Earlie Stancel Fires (born March 19, 1947, in Rivervale, Arkansas) is a retired National Museum of Racing and Hall of Fame jockey.

Fires began riding professionally in 1964 and led all American apprentices in wins that year with 224. He retired on September 21, 2008, having won 6,470 races at racetracks across North America. In 1983, and again 1987,  Fires set a record for Arlington Park by winning seven races in a single day of racing. He is Arlington Park's all-time leading rider with 2,886 wins and holds the record for most wins in that track's Lincoln Heritage Handicap with seven. He also has the distinction of riding in the Kentucky Derby after a 24-year hiatus, the longest gap for a jockey. He rode in the 100th Kentucky Derby in 1974 and returned to Churchill Downs in 1998, at the age of 51, to ride in the 124th Kentucky Derby.

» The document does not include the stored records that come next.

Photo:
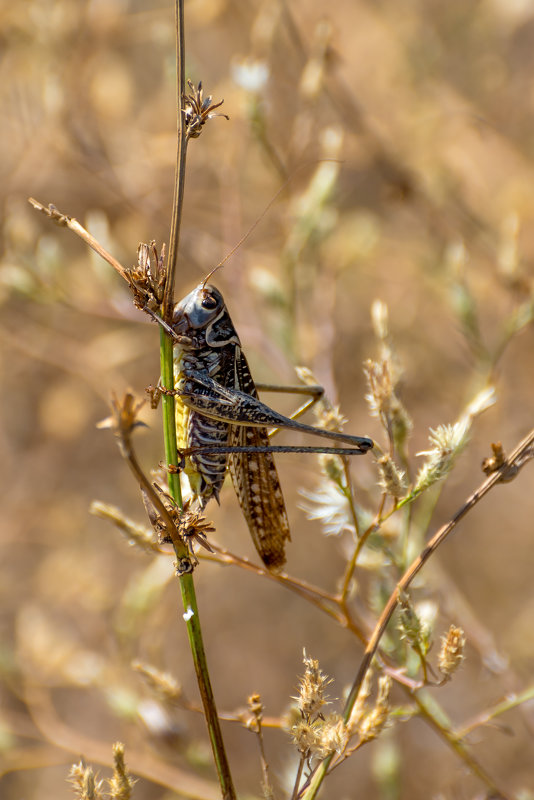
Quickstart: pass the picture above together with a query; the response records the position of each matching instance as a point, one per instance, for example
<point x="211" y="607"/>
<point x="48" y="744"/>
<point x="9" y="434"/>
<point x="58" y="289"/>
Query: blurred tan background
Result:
<point x="426" y="112"/>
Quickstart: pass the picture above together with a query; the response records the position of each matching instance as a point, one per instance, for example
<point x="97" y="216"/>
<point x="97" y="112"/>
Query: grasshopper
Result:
<point x="221" y="423"/>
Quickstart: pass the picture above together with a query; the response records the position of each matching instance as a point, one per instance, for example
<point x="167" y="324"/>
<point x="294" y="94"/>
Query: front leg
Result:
<point x="203" y="394"/>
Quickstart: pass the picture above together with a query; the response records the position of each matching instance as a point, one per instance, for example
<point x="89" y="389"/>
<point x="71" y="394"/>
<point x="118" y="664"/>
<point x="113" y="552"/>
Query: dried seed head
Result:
<point x="374" y="723"/>
<point x="496" y="461"/>
<point x="305" y="737"/>
<point x="83" y="781"/>
<point x="359" y="708"/>
<point x="332" y="736"/>
<point x="392" y="479"/>
<point x="384" y="403"/>
<point x="121" y="782"/>
<point x="409" y="623"/>
<point x="451" y="654"/>
<point x="197" y="110"/>
<point x="256" y="708"/>
<point x="379" y="320"/>
<point x="328" y="504"/>
<point x="312" y="696"/>
<point x="448" y="441"/>
<point x="147" y="279"/>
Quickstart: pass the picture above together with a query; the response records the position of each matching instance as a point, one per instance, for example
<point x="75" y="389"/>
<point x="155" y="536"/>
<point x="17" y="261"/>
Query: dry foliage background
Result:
<point x="428" y="108"/>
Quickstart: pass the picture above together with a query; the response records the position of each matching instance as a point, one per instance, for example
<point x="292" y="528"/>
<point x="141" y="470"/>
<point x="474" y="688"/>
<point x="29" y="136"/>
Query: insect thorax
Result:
<point x="205" y="471"/>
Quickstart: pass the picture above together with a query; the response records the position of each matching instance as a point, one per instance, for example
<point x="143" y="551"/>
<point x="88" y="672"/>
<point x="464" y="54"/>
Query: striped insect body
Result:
<point x="222" y="424"/>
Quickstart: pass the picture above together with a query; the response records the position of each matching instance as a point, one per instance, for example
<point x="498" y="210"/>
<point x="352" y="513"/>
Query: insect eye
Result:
<point x="209" y="302"/>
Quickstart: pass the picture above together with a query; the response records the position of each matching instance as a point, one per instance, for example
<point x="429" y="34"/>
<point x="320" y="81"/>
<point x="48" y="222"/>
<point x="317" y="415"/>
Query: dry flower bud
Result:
<point x="305" y="737"/>
<point x="121" y="782"/>
<point x="451" y="654"/>
<point x="332" y="736"/>
<point x="83" y="781"/>
<point x="255" y="706"/>
<point x="379" y="319"/>
<point x="374" y="723"/>
<point x="409" y="623"/>
<point x="311" y="690"/>
<point x="392" y="479"/>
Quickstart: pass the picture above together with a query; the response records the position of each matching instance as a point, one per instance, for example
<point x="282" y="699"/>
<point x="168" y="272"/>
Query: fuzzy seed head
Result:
<point x="375" y="722"/>
<point x="312" y="695"/>
<point x="121" y="783"/>
<point x="392" y="478"/>
<point x="84" y="783"/>
<point x="451" y="654"/>
<point x="332" y="736"/>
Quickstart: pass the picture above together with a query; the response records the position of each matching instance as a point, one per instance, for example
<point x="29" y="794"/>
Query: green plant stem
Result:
<point x="191" y="615"/>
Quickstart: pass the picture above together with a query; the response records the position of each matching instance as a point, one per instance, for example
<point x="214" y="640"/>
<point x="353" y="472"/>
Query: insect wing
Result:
<point x="256" y="482"/>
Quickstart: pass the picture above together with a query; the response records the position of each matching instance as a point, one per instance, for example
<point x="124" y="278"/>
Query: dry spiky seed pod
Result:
<point x="374" y="723"/>
<point x="198" y="110"/>
<point x="121" y="782"/>
<point x="451" y="653"/>
<point x="312" y="697"/>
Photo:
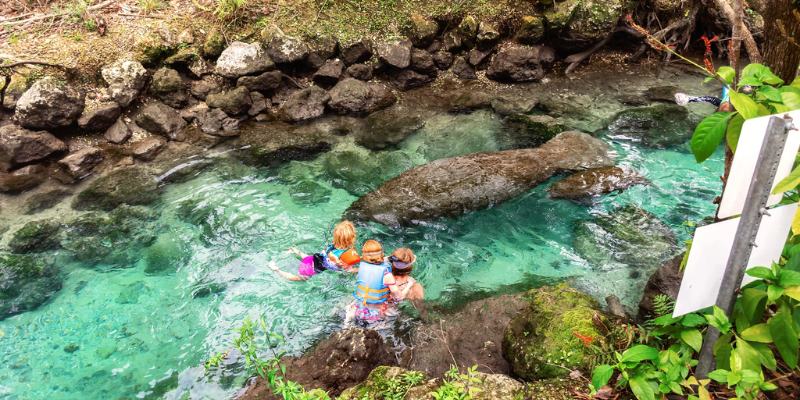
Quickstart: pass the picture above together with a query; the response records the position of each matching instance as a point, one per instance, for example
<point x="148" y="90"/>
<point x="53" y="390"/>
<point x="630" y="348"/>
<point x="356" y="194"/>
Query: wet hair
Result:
<point x="405" y="255"/>
<point x="344" y="235"/>
<point x="372" y="252"/>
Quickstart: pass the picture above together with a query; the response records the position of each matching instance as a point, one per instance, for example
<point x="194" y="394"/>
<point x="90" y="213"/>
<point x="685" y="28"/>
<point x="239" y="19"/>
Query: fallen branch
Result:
<point x="56" y="14"/>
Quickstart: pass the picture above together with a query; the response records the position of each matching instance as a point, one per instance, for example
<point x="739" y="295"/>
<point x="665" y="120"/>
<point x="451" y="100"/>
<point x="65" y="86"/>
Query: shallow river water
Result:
<point x="122" y="333"/>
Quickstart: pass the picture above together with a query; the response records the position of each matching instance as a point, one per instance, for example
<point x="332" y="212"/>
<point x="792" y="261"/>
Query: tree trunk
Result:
<point x="782" y="38"/>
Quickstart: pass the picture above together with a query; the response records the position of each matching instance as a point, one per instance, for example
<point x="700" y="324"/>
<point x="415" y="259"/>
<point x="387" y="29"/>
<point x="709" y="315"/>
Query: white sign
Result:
<point x="711" y="248"/>
<point x="744" y="163"/>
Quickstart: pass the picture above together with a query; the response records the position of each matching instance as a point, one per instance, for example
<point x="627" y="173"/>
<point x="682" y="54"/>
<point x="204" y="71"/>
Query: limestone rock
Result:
<point x="266" y="82"/>
<point x="515" y="63"/>
<point x="49" y="104"/>
<point x="129" y="185"/>
<point x="28" y="282"/>
<point x="595" y="182"/>
<point x="329" y="73"/>
<point x="148" y="148"/>
<point x="25" y="178"/>
<point x="19" y="146"/>
<point x="452" y="186"/>
<point x="168" y="87"/>
<point x="118" y="133"/>
<point x="545" y="335"/>
<point x="241" y="59"/>
<point x="99" y="115"/>
<point x="304" y="105"/>
<point x="356" y="52"/>
<point x="233" y="102"/>
<point x="395" y="54"/>
<point x="80" y="163"/>
<point x="125" y="79"/>
<point x="161" y="119"/>
<point x="351" y="96"/>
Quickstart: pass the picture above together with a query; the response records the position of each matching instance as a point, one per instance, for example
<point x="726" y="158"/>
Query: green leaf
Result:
<point x="693" y="338"/>
<point x="601" y="375"/>
<point x="788" y="183"/>
<point x="760" y="272"/>
<point x="784" y="336"/>
<point x="719" y="375"/>
<point x="757" y="333"/>
<point x="640" y="352"/>
<point x="708" y="133"/>
<point x="733" y="131"/>
<point x="641" y="388"/>
<point x="744" y="105"/>
<point x="727" y="74"/>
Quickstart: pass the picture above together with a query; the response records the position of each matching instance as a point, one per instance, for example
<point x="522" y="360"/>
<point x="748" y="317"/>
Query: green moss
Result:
<point x="543" y="340"/>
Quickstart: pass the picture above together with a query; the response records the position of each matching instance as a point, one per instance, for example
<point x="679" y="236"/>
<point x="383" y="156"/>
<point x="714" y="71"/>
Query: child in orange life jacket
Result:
<point x="375" y="285"/>
<point x="339" y="256"/>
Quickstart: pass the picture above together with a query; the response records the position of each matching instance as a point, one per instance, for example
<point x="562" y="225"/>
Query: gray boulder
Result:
<point x="125" y="79"/>
<point x="168" y="87"/>
<point x="286" y="49"/>
<point x="516" y="63"/>
<point x="49" y="104"/>
<point x="452" y="186"/>
<point x="79" y="164"/>
<point x="19" y="146"/>
<point x="161" y="119"/>
<point x="25" y="178"/>
<point x="395" y="54"/>
<point x="266" y="82"/>
<point x="241" y="59"/>
<point x="118" y="133"/>
<point x="99" y="115"/>
<point x="351" y="96"/>
<point x="233" y="102"/>
<point x="304" y="105"/>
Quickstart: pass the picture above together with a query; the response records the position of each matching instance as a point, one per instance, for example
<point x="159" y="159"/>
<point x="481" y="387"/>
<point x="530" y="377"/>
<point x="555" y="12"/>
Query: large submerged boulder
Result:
<point x="548" y="338"/>
<point x="49" y="104"/>
<point x="26" y="282"/>
<point x="452" y="186"/>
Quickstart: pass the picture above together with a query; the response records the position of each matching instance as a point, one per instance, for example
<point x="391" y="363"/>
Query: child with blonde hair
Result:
<point x="338" y="256"/>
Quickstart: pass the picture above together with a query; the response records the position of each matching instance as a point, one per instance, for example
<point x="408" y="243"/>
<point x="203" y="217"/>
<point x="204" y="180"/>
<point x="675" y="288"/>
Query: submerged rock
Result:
<point x="129" y="185"/>
<point x="595" y="182"/>
<point x="658" y="126"/>
<point x="125" y="79"/>
<point x="26" y="282"/>
<point x="49" y="104"/>
<point x="452" y="186"/>
<point x="544" y="340"/>
<point x="628" y="235"/>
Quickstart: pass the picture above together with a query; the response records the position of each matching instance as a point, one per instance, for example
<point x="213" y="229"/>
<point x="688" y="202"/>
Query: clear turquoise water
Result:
<point x="141" y="335"/>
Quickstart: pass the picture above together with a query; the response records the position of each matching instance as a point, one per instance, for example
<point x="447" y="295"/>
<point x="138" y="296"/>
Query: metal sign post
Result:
<point x="752" y="213"/>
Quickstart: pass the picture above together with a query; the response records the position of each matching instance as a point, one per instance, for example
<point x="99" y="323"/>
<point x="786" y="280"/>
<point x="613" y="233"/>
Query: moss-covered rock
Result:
<point x="26" y="282"/>
<point x="35" y="236"/>
<point x="130" y="185"/>
<point x="543" y="340"/>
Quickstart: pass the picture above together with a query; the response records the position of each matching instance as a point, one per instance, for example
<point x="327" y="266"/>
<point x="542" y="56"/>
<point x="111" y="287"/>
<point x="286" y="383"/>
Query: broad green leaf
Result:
<point x="601" y="375"/>
<point x="641" y="388"/>
<point x="708" y="134"/>
<point x="784" y="336"/>
<point x="759" y="272"/>
<point x="789" y="278"/>
<point x="693" y="338"/>
<point x="757" y="333"/>
<point x="788" y="183"/>
<point x="638" y="353"/>
<point x="791" y="100"/>
<point x="744" y="105"/>
<point x="719" y="375"/>
<point x="733" y="131"/>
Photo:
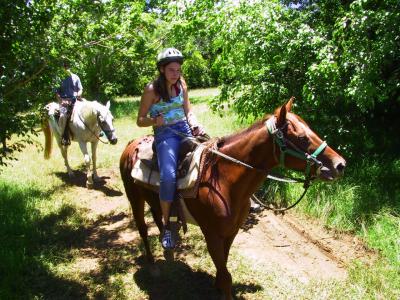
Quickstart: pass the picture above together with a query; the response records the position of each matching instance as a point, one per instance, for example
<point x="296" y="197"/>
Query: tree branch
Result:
<point x="24" y="82"/>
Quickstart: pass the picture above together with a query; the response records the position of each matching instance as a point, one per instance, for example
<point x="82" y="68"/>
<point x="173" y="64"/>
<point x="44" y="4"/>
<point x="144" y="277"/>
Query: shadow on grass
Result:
<point x="79" y="179"/>
<point x="30" y="243"/>
<point x="177" y="280"/>
<point x="39" y="254"/>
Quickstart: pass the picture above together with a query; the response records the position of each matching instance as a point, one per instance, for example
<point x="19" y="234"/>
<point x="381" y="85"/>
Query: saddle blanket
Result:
<point x="142" y="173"/>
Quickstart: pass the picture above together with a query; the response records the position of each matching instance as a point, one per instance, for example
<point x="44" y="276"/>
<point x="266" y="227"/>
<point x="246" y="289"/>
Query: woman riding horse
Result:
<point x="165" y="105"/>
<point x="222" y="202"/>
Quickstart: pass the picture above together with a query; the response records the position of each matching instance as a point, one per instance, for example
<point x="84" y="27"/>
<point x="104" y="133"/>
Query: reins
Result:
<point x="281" y="142"/>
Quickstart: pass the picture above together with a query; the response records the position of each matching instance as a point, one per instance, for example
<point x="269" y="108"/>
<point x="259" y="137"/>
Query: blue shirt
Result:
<point x="172" y="111"/>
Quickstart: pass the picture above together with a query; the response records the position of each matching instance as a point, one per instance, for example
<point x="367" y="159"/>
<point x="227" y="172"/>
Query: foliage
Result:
<point x="338" y="59"/>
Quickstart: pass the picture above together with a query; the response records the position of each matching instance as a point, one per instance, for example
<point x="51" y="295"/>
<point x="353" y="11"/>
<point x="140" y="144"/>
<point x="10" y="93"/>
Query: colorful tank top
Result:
<point x="172" y="111"/>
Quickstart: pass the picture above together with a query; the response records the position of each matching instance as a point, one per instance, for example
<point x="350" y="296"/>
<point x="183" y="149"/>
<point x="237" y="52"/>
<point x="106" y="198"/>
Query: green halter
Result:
<point x="280" y="140"/>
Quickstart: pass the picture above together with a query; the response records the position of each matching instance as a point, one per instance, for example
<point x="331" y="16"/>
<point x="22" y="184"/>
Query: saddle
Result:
<point x="145" y="169"/>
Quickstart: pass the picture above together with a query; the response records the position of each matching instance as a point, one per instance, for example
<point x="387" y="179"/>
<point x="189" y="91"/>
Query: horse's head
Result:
<point x="301" y="148"/>
<point x="105" y="121"/>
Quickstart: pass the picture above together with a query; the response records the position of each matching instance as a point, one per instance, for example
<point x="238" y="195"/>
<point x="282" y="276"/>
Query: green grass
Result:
<point x="44" y="227"/>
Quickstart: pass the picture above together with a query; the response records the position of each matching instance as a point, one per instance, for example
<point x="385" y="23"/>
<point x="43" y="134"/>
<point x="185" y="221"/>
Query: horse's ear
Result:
<point x="281" y="112"/>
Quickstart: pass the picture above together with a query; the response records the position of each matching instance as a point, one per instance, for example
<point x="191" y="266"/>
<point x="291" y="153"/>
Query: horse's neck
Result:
<point x="252" y="146"/>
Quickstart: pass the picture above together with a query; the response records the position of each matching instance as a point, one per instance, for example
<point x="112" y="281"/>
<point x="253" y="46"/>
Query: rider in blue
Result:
<point x="69" y="91"/>
<point x="165" y="106"/>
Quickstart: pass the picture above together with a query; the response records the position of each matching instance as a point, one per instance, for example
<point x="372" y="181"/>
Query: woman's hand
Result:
<point x="197" y="130"/>
<point x="158" y="120"/>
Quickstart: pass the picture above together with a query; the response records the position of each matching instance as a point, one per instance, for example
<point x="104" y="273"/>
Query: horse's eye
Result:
<point x="303" y="139"/>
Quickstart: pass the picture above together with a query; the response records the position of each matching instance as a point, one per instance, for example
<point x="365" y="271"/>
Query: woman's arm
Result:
<point x="195" y="126"/>
<point x="147" y="100"/>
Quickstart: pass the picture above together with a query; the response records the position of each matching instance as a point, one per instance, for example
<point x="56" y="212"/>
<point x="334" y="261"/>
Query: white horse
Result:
<point x="88" y="119"/>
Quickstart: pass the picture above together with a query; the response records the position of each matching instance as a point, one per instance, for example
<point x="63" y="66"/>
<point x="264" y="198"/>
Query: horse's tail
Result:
<point x="48" y="138"/>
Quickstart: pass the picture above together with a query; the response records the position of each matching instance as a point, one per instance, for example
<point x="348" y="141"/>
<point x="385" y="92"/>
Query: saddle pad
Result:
<point x="142" y="173"/>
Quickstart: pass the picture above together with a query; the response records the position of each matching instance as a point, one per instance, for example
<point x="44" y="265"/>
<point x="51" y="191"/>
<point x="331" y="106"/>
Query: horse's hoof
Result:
<point x="169" y="255"/>
<point x="155" y="271"/>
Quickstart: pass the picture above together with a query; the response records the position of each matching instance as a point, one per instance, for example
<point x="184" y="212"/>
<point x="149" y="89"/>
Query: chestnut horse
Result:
<point x="222" y="202"/>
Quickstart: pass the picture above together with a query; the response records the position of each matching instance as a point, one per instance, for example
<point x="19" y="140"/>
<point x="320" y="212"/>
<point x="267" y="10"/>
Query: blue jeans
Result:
<point x="167" y="147"/>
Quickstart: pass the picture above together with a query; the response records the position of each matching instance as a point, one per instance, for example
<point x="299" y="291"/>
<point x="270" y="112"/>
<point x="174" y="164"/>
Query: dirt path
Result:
<point x="299" y="246"/>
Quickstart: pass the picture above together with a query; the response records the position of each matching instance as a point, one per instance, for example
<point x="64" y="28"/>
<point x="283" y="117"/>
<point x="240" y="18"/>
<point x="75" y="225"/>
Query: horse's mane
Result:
<point x="244" y="132"/>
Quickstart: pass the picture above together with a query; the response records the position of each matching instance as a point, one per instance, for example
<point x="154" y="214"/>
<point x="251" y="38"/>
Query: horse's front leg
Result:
<point x="96" y="178"/>
<point x="86" y="156"/>
<point x="217" y="248"/>
<point x="64" y="153"/>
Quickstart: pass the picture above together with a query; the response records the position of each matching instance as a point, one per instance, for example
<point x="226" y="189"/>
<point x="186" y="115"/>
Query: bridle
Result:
<point x="283" y="143"/>
<point x="103" y="125"/>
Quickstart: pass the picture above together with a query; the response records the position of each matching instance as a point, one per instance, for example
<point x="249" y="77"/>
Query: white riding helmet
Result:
<point x="169" y="55"/>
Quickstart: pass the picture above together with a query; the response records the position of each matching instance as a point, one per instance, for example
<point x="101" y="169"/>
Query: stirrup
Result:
<point x="65" y="142"/>
<point x="167" y="241"/>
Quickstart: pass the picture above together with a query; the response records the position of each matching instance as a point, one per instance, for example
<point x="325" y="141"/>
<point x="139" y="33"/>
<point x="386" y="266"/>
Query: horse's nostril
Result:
<point x="340" y="167"/>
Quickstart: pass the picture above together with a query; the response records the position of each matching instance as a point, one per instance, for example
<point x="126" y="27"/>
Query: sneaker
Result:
<point x="65" y="142"/>
<point x="167" y="241"/>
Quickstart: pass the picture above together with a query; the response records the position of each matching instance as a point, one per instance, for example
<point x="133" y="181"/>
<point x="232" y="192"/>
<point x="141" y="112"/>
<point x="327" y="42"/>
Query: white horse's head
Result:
<point x="105" y="121"/>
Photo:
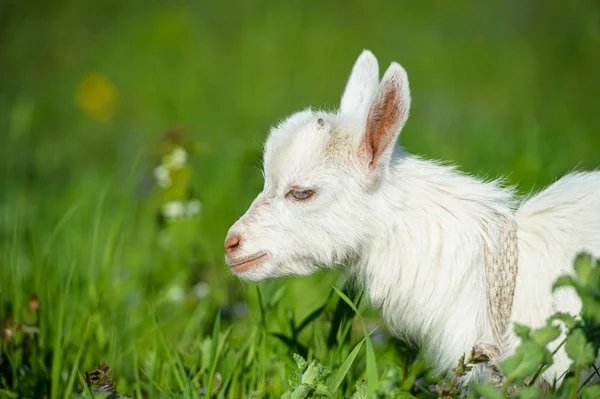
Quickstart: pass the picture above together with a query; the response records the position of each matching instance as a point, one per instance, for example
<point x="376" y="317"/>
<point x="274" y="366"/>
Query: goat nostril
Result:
<point x="232" y="243"/>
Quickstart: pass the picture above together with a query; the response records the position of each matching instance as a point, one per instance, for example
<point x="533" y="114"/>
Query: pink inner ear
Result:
<point x="382" y="123"/>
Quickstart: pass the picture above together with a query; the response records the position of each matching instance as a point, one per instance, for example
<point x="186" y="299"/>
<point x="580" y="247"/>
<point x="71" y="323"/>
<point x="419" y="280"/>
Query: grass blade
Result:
<point x="340" y="374"/>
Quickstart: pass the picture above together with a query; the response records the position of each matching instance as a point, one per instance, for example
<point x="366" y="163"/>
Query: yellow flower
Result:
<point x="97" y="97"/>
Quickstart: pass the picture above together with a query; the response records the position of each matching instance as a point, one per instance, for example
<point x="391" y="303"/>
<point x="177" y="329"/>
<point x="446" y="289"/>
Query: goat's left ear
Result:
<point x="387" y="115"/>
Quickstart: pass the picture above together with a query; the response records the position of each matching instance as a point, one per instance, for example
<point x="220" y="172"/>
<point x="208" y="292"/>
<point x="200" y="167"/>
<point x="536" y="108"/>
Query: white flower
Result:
<point x="173" y="209"/>
<point x="202" y="290"/>
<point x="192" y="208"/>
<point x="162" y="176"/>
<point x="175" y="293"/>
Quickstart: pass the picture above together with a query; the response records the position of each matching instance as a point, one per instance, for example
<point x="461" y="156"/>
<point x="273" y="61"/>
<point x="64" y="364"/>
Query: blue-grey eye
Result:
<point x="300" y="194"/>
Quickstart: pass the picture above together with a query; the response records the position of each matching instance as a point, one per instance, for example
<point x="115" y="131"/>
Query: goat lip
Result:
<point x="249" y="262"/>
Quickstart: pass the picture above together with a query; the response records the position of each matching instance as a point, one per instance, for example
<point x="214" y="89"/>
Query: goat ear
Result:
<point x="361" y="86"/>
<point x="387" y="115"/>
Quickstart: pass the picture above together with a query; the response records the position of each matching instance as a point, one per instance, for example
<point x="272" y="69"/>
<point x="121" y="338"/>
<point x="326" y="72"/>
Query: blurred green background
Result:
<point x="89" y="89"/>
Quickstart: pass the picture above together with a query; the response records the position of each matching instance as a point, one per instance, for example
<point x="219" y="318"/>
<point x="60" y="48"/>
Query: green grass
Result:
<point x="502" y="88"/>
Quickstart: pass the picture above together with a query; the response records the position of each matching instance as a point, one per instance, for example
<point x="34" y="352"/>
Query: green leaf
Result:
<point x="545" y="335"/>
<point x="590" y="392"/>
<point x="583" y="268"/>
<point x="347" y="300"/>
<point x="579" y="350"/>
<point x="566" y="318"/>
<point x="564" y="281"/>
<point x="340" y="374"/>
<point x="522" y="330"/>
<point x="529" y="393"/>
<point x="372" y="374"/>
<point x="487" y="391"/>
<point x="527" y="359"/>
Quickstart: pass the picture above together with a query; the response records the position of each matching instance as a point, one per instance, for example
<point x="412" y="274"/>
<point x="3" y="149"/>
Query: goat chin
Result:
<point x="416" y="234"/>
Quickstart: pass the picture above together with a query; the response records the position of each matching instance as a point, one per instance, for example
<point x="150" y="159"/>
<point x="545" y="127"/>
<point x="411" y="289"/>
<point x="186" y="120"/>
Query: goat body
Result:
<point x="413" y="232"/>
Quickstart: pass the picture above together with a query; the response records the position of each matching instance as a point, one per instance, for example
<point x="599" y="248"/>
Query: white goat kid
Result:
<point x="420" y="236"/>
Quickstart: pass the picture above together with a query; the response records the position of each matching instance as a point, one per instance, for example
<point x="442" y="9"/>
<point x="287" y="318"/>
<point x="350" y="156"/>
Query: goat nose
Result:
<point x="232" y="243"/>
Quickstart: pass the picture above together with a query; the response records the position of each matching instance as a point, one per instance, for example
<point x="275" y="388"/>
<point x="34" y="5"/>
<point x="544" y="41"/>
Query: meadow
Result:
<point x="96" y="96"/>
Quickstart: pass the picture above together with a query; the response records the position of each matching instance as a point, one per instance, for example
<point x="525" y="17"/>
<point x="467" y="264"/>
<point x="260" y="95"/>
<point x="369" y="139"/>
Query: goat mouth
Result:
<point x="248" y="263"/>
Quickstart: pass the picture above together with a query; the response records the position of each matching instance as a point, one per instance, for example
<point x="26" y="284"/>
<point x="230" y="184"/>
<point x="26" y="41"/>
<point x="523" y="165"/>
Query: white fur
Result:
<point x="411" y="231"/>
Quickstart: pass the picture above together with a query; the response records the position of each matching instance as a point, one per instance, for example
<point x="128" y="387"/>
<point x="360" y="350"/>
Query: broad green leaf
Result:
<point x="526" y="360"/>
<point x="566" y="318"/>
<point x="564" y="281"/>
<point x="545" y="335"/>
<point x="590" y="392"/>
<point x="521" y="330"/>
<point x="579" y="350"/>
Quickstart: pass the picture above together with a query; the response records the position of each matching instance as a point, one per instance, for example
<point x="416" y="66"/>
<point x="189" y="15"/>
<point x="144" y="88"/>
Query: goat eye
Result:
<point x="300" y="194"/>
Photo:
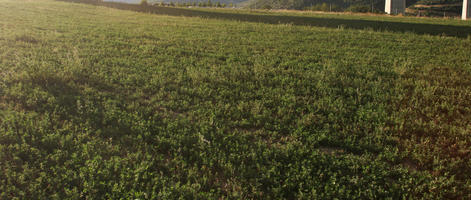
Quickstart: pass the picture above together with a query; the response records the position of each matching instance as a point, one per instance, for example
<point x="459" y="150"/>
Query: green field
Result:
<point x="105" y="103"/>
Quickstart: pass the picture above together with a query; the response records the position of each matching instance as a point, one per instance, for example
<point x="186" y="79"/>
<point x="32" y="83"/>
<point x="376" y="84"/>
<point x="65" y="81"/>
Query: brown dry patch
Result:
<point x="333" y="151"/>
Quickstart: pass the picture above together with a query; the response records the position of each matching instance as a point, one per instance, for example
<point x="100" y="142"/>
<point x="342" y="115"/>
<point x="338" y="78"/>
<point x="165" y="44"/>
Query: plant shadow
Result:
<point x="422" y="29"/>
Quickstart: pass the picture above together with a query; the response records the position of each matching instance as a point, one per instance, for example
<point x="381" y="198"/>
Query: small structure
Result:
<point x="399" y="6"/>
<point x="395" y="6"/>
<point x="466" y="10"/>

In 1991, Fires was voted the George Woolf Memorial Jockey Award, given to a jockey who demonstrates high standards of personal and professional conduct, on and off the racetrack. He was inducted in the National Museum of Racing and Hall of Fame in 2001 and following its creation, the Chicagoland Sports Hall of Fame in 2007.  He retired in 2008.  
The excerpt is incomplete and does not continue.